Not really, even for security updates are not needed by the minute. Do you think Microsoft rollout world wide updates to everyone?


This is definitely their sales pitch, and most orgs (evidently) don't follow the guidance of doing EDR rollouts in staging environments first. That being said, if your security posture is at the point where not getting the latest updates from CrowdStrike quick enough is why you're getting breached, you are frankly screwed already.


Or test in local environments first. Slow rollouts like this tend to make deployments very very painful.


Slow rollouts can be quite quick. We used to do 3-day rollouts. Day one was a tiny fraction. Day two was about 20%. Day three was a full rollout.

It was ages ago, but from what I remember, the first day rollout did occasionally catch issues. It only affected a small number of users and the risk was within the tolerance window.

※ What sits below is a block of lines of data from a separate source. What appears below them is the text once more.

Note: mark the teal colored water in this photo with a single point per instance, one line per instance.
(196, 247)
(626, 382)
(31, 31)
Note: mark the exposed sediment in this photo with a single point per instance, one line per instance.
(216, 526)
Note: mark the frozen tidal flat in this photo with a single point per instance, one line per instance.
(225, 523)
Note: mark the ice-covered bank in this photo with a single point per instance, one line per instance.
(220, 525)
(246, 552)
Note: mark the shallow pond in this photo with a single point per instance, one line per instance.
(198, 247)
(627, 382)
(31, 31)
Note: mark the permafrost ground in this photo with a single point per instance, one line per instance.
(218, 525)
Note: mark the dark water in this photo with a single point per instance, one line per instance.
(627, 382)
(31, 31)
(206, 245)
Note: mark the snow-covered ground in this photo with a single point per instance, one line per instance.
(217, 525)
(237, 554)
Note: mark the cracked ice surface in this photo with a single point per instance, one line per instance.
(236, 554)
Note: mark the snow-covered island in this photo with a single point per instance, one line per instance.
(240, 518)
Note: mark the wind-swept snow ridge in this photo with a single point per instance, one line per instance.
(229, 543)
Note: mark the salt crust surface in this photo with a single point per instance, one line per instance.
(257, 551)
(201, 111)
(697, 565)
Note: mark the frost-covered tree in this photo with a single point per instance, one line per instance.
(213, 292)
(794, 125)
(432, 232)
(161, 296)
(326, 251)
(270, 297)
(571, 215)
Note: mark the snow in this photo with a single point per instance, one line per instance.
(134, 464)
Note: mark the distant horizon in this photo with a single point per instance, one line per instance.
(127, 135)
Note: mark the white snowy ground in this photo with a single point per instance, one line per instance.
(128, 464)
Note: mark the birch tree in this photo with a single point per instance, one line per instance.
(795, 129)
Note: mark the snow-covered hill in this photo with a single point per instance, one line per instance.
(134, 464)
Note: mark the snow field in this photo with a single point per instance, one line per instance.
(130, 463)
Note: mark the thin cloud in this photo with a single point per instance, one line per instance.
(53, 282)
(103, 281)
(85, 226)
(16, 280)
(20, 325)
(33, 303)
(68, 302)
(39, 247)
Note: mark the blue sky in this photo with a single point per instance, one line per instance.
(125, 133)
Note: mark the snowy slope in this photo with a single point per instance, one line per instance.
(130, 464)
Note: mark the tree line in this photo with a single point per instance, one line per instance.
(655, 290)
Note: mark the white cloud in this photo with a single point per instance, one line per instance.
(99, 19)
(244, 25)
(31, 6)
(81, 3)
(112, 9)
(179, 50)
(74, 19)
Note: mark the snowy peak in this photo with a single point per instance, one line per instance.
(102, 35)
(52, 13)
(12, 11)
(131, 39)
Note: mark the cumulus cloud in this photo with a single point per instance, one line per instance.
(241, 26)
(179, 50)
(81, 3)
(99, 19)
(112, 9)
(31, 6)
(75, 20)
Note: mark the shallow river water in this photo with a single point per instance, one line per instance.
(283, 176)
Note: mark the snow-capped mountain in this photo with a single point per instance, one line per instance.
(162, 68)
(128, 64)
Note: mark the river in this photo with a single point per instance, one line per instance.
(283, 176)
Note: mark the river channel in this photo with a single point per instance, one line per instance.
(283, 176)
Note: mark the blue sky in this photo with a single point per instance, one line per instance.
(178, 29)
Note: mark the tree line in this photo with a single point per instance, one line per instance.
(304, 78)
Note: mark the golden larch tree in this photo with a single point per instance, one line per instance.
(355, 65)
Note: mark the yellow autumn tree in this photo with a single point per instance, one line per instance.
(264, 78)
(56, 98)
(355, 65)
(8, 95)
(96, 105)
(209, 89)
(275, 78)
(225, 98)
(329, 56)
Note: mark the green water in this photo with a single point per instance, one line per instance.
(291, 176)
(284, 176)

We also tested locally before the first rollout.


I don't know about this particular update, but when I used to work for an AV vendor we did like 4 "data" updates a day. It is/was about being quick a lot of the time, you can't stage those over 3 days. Program updates are different, drivers of this level were very different (Microsoft had to sign those, among many things).

Not thay it exuces anything, just that this probably wasn't treated as an update at all.


You say even (emphasis mine). Is this not industry standard?